L’invocation de la prescription de l’action constitue un moyen de défense procédural efficace. Le vendeur peut opposer l’expiration du délai biennal prévu par l’article 1648 du Code civil. Dans l’affaire Dupont c. SCI Les Oliviers (Cass. civ. 3e, 10 juin 2020), l’action de l’acheteur a été déclarée irrecevable car intentée plus de deux ans après la découverte effective du vice. La détermination précise du point de départ de ce délai donne lieu à un contentieux abondant, la jurisprudence considérant qu’il court à compter du moment où l’acheteur a une connaissance exacte de la nature et de l’étendue du vice, souvent établie par expertise.

La contestation de la gravité suffisante du défaut permet parfois d’échapper à la qualification de vice rédhibitoire. Le vendeur peut argumenter que le défaut n’affecte pas substantiellement l’usage du bien ou sa valeur. Dans l’affaire Société Résidences du Sud c. Martin (CA Bordeaux, 18 janvier 2021), des fissures superficielles dans une villa ont été jugées insuffisamment graves pour justifier l’annulation de la vente, le tribunal retenant qu’elles n’affectaient que l’aspect esthétique sans compromettre la solidité de la construction.

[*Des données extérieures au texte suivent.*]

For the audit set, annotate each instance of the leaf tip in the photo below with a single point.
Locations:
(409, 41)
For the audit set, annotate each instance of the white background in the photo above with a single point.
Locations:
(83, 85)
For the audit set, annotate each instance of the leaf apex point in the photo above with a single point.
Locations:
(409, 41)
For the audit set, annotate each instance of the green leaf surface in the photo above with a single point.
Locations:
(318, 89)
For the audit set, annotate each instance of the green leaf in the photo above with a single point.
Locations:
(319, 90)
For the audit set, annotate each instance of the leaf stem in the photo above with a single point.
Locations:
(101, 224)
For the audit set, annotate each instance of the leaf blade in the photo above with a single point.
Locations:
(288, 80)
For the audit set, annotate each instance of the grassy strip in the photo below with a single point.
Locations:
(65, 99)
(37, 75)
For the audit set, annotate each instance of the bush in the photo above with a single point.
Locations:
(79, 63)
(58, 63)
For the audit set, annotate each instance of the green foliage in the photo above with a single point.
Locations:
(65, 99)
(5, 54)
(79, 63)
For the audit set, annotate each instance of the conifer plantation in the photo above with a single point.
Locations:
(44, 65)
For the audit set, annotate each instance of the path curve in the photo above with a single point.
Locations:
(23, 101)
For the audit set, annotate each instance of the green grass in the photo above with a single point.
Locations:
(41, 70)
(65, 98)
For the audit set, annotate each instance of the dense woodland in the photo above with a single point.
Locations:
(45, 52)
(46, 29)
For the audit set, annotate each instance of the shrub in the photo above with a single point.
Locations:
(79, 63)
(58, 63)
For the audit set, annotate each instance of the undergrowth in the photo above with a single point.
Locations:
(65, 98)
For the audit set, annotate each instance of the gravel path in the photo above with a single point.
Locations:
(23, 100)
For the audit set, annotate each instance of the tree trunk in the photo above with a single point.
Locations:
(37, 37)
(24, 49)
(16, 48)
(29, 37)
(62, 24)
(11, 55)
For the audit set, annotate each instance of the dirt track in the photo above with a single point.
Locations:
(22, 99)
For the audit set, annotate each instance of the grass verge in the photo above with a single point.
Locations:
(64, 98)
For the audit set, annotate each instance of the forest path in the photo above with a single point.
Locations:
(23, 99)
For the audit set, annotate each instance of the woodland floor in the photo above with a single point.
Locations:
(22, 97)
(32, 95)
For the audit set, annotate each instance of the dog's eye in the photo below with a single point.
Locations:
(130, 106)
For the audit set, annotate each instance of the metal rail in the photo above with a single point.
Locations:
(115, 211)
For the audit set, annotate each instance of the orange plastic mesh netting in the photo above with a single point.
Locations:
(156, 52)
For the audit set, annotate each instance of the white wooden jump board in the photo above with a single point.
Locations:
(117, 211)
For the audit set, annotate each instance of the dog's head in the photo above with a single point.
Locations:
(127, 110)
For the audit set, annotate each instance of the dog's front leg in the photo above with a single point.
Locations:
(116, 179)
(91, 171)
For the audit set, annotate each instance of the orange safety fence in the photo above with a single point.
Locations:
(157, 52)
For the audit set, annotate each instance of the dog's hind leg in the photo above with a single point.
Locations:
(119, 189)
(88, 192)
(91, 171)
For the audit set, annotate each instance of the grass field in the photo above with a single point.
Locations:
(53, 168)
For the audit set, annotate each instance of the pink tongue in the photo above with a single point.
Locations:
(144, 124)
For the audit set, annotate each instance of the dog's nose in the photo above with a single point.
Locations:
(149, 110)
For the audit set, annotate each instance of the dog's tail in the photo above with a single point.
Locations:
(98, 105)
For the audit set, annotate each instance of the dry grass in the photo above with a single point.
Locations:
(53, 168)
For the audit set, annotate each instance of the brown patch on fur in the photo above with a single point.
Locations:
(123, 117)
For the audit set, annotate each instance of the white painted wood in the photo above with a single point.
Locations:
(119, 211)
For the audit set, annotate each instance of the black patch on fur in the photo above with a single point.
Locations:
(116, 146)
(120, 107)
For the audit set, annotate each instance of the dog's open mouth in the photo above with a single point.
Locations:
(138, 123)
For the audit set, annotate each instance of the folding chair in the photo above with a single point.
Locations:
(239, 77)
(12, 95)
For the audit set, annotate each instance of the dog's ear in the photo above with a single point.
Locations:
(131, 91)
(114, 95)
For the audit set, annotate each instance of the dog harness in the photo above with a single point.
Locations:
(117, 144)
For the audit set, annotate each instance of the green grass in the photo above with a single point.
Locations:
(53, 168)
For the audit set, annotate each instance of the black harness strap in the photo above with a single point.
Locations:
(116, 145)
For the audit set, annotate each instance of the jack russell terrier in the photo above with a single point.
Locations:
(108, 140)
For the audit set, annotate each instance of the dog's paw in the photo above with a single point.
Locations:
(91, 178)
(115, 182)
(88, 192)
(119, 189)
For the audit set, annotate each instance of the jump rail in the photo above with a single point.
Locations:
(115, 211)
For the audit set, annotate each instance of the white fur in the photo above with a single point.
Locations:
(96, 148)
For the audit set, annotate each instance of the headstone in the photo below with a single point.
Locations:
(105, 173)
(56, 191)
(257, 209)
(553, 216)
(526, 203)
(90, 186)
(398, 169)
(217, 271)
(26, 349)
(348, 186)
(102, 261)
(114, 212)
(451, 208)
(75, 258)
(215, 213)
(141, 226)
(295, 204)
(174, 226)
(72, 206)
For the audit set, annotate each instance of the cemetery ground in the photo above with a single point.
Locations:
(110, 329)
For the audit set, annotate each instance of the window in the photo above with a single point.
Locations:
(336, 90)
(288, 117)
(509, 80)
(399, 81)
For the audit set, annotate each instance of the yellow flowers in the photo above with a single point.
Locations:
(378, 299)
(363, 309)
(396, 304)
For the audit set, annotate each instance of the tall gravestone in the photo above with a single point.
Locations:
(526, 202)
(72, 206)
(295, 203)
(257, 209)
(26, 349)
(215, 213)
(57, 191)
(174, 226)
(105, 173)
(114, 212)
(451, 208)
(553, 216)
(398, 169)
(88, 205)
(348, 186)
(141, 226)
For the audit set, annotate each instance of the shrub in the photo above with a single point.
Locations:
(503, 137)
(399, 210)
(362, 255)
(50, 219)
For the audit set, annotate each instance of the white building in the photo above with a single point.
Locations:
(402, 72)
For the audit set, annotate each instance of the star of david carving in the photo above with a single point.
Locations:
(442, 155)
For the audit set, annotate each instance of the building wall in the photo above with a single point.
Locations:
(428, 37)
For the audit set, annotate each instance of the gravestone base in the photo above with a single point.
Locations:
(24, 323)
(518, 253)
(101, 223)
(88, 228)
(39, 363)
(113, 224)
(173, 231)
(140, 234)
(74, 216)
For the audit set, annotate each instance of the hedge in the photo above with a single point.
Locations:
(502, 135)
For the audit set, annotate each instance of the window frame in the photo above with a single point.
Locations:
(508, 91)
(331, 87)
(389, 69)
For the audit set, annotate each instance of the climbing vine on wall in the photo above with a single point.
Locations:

Négociation et règlement amiable

La recherche d’un accord transactionnel constitue souvent une stratégie pertinente pour le vendeur, permettant d’éviter les aléas judiciaires et de maîtriser les conséquences financières. Dans l’affaire Leroy c. Immobilier Central (Transaction homologuée, TJ Lyon, 7 mars 2022), le vendeur a proposé la prise en charge partielle des travaux de remédiation sans reconnaissance de responsabilité, évitant ainsi l’annulation de la vente. La transaction, encadrée par les articles 2044 et suivants du Code civil, présente l’avantage de l’autorité de la chose jugée, empêchant toute contestation ultérieure sur les mêmes faits.

Les vendeurs avisés développent des stratégies préventives pour minimiser les risques de contentieux. La réalisation de diagnostics techniques approfondis avant la mise en vente, la documentation précise de l’état du bien et la transparence concernant les défauts connus constituent des pratiques recommandées. Dans l’affaire Bernard c. Société Constructions Méridionales (CA Nîmes, 14 septembre 2019), le vendeur qui avait spontanément informé l’acheteur de problèmes d’étanchéité mineurs a échappé à l’action rédhibitoire lorsque ces problèmes se sont aggravés, le tribunal considérant que l’acheteur avait accepté ce risque en connaissance de cause.